Documentos básicos como os relatórios do
Tribunal de Contas da União (TCU) poderiam ser o ponto de partida para abordar
a realidade do governo, restando apenas a definição de um programa para
enfrentar e o desenho de uma estrutura para realizá-lo.
O caminho inicial de criar muitos grupos
atende, também, ao fato de que o governo pretende ter um perfil de frente ampla
e, em consequência, precisa acomodar o maior número de apoiadores. Essa escolha
é razoável porque seleciona talentos, premia apoiadores e, inclusive, oferece a
muitos um dado positivo no currículo: ter participado do grupo de transição.
Há uma vantagem na gratificação simbólica,
pois o novo governo terá menos gente a acomodar, tendo de certa forma pago sua
dívida de campanha.
Mas um governo não pode ser apenas um
pagador de dívidas de campanha. Na hora do vamos ver, seria necessária uma estrutura muito enxuta
e eficaz, o que não tem nada que ver com o tão propalado Estado mínimo dos
liberais nem com a estrutura gigantesca dos estatizantes: apenas a forma exata
para encaminhar uma tarefa histórica num país em algumas áreas devastado pela
incompetência de Bolsonaro.
A ideia da diversidade partidária num
governo, assim como outras diversidades, em princípio, pode ser algo positivo.
No entanto, talvez seja necessário dentro deste quadro não tanto um partido
hegemônico no sentido de guardar para si as melhores fatias do bolo. Faz falta
uma vanguarda que, sem negar as necessidades de seus aliados, os desperte para
seus interesses estratégicos, em detrimento dos imediatos.
Um tipo de vanguarda, por exemplo, que
também faz falta no agrobusiness para convencê-lo a abrir mão de lucros
imediatos e garantir uma permanente e sustentável posição no mercado mundial.

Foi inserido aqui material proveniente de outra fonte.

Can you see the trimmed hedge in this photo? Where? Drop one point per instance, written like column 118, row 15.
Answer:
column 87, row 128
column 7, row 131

Com tanta gente talentosa no numeroso grupo
que faz a transição, possivelmente esses problemas já tenham sido levantados e
equacionados de uma forma mais adequada do que formulo aqui. O problema é que
ainda não ouvi falar de coisas novas, apenas a velha maneira de criar um grande
teto para que ninguém fique na chuva.
O desafio é muito grande, não só pelos problemas que se acumularam, mas principalmente pelo tipo de oposição vulcânica que, a qualquer momento, entra de novo em erupção.
Verdade.
ResponderExcluirO que parece que falta ao Brasil é aquilo pelo qual lutou o Ciro Gomes: um projeto de país, ou um projeto de nação tanto faz. Creio que o que Gabeira chamou de "verdadeira situação do país" se refere apenas ao estrago causado pelo vendaval bolsonarista. O que precisa ficar bem claro para todos são questões mais gerais. Tipo: queremos esse pais caracterizado por ter bilionários numa ponta e moradores de rua noutra? Em que o país deve se especializar em exportar matérias primas, vulgo 'commodities' ou queremos exportar ciência, tecnologia, arte ecultura? Um país de favelados e latifúndios (do tamanho de países que fizeram reforma agrária)? Resumindo um projeto de país com objetivos de curto, médio e longo prazos. Pra mim os dois obstáculos são o nazilatifúndio, vulgo agronegócio e o capital financeiro que vive de mamar nas tetas da dívida pública. Sugiro a Lula chamar a Maria Lúcia Fattorelli para ajudar numa auditoria dessa dívida.
ResponderExcluirOs 2 governos de Lula foram positivos, mas não resolveram muitos problemas. Os 2 governos de Dilma foram mais problemáticos, até trágicos, e muitos membros da equipe de transição participaram destes governos petistas anteriores. Bolsonaro não criou todos os problemas atuais, muitos vêm de Dilma e muitos vêm de antes. Então, se Lula basicamente repetir o que fez em seus 2 primeiros governos, será melhor que o DESgoverno Bolsonaro, mas não resolverá muitos dos grandes problemas que prometeu solucionar durante a campanha eleitoral. E, como Gabeira alerta, a "oposição vulcânica", que obteve o impeachment de Dilma e agora acampa junto dos quartéis, pode entrar novamente em erupção em momentos mais desfavoráveis mas ter maior apoio e consequências.